Das wäre schön, dachte die Müllerin und empfahl gedanklich das Jenseits.
„Tja, da musst du jetzt durch und dich mit den Gegebenheiten abfinden, das ist hart, aber du hast dir das ja nun irgendwie auch selbst eingebrockt.“
Sie wirkt bedrückt, innerlich aufgewühlt, dachte Isolde. Sie verheimlicht mir etwas, sie hadert mit ihrem Gewissen – sie hat meinen Brief gelesen, weiß jetzt, dass ich eine Mörderin bin.
„Ja, du hast Recht“, erwiderte Isolde vage. Vor ihrem geistigen Auge verwandelte ein Polizeibagger ihren Garten in ein Schlachtfeld.
„Kann ich sonst noch was für dich tun. Hast du vielleicht noch einen letzen Wunsch“, unterbrach die Nachbarin Isoldes Gedanken. „Soll ich deine Blumen gießen oder irgendetwas in deinem Garten erledigen? Mir ist aufgefallen, dass du da ein neues Beet errichtet hast. Soll da was Bestimmtes eingepflanzt werden? Du kannst mir ruhig vertrauen.“
„Nein!“, schrie Isolde entsetzt auf, fing sich jedoch gleich wieder, schon weil der Schmerz ihre Heftigkeit bremste.
„War ja nur eine Frage“, entgegnete die Müllerin, fast etwas beleidigt.
„Bist ja nun einige Zeit weg, wer weiß wie lange, und wenn du wieder auf freien Fuß bist, dann kannst du dich vielleicht nicht mehr so bewegen. Was haben denn die Ärzte gesagt?“
„Es ist nicht so schlimm wie es aussieht.“
„Sieht aber aus, als wäre es sehr schlimm“, ließ Frau Müller nicht locker.
„Ich habe eine Rippenfraktur, zwei Rippen sind gebrochen, meine Kniescheibe ist auch gebrochen, mein Oberschenkel auch, mein Halswirbel ist nur angeknackst, mein Arm war ausgekugelt…“
„Das ist ja schon allerhand“, stellte die Müllerin zufrieden fest.

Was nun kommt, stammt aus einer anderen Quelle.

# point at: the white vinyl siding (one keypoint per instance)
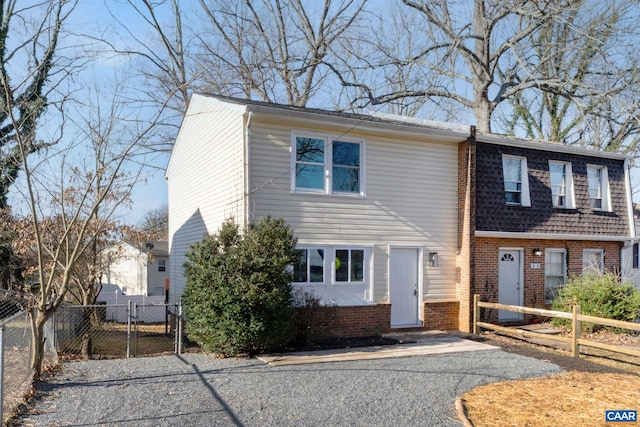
(411, 193)
(516, 180)
(205, 179)
(555, 273)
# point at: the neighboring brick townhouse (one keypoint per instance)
(399, 221)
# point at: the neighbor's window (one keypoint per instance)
(349, 264)
(310, 163)
(309, 266)
(327, 166)
(561, 184)
(555, 273)
(516, 180)
(598, 187)
(593, 261)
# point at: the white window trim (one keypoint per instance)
(593, 251)
(570, 199)
(329, 263)
(328, 166)
(525, 198)
(606, 190)
(564, 267)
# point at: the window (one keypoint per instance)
(598, 187)
(310, 163)
(516, 180)
(309, 266)
(327, 166)
(349, 265)
(555, 273)
(593, 261)
(561, 184)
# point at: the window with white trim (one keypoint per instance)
(325, 165)
(349, 266)
(555, 273)
(561, 184)
(598, 179)
(337, 265)
(592, 261)
(309, 266)
(516, 180)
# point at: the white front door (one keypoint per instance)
(509, 282)
(404, 294)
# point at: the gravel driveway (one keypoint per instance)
(197, 389)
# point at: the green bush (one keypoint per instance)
(601, 295)
(237, 297)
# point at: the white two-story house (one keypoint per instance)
(372, 200)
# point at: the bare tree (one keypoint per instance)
(481, 53)
(588, 49)
(72, 196)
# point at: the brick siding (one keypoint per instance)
(487, 264)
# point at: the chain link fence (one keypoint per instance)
(95, 331)
(122, 330)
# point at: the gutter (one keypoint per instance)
(247, 137)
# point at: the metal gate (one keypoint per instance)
(119, 330)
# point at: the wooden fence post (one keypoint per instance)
(575, 332)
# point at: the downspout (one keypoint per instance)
(247, 138)
(627, 179)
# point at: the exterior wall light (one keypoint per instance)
(433, 259)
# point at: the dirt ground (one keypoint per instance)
(592, 384)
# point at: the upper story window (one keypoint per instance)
(593, 261)
(561, 184)
(516, 180)
(598, 187)
(309, 266)
(327, 166)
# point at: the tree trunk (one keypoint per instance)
(38, 320)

„Nun ja, das mit meiner Kniescheibe macht mir am meisten Sorgen, könnte sein, dass ich dann…“
„Hinke“, ergänzte die Müllerin eifrig.
„Wir werden sehen“, gab sich Isolde reserviert. „Das Leben ist voller Überraschungen.“
Die Müller nickte einsichtig.
„Du kannst mir einen Gefallen tun“, fuhr Isolde fort. „Dort in meinem Kleid ist ein Coupon für ein Preisausschreiben. Kannst du den bitte in den Postkasten werfen? Ach, und noch was…“
„Ja?“
Isolde betrachtete abschätzend ihre Nachbarin und überlegte, wie sie möglichst unauffällig auf den verhängnisvollen Brief zu sprechen kommen könnte. Aber nach Verlauf des Gesprächs, hatte sie nun doch Angst schlafende Hunde zu wecken.
„Nelken, äh, du könntest Nelken in das Beet pflanzen.“
„Nelken“, wiederholte Frau Müller. „Ich glaube, da habe ich sogar noch ein Sortiment zu Hause herumliegen. Bin ja nicht so der Nelkentyp – aber eine robuste Pflanze, einfach nicht tot zu kriegen.“
„Sonst noch was?“
„Ja, den Hund musst du versorgen, ja, und die Post – wäre schön, wenn du sie mir regelmäßig vorbeibringen würdest, und, ach ja, Bücher, bring mir Bücher mit!“
„Ja, gute Idee“, kommentierte die Müller altklug. „Ich habe da jetzt ein sehr interessantes Buch gelesen. Stimmen aus dem Jenseits – das solltest du unbedingt lesen.“
Die Müllerin tätschelte Isoldes Hand.
„Kopf hoch, meine Liebe. Ach so, entschuldige, das geht ja gar nicht“, verbesserte sie sich und blickte betreten auf Isoldes Halskrause. „Ach, was ich dich noch fragen wollte. Wo ist eigentlich dein Zopf abgeblieben?“
„Abgeschnitten“, murmelte Isolde zerstreut.
„Nun“, gab sich die Müller geheimnisvoll, „wenn Frauen ihre Haare abschneiden, hat das immer etwas zu bedeuten. Dann haben sie in der Regel einen Mann zu beklagen.“
Isolde wich dem forschenden Blick ihrer Nachbarin aus.
„Man wird ihn vermissen“, stellte Frau Müller bedauernd fest
und wandte sich zur Tür.
„Wen … wen wird man vermissen?“, quäkte Isolde ihr nach.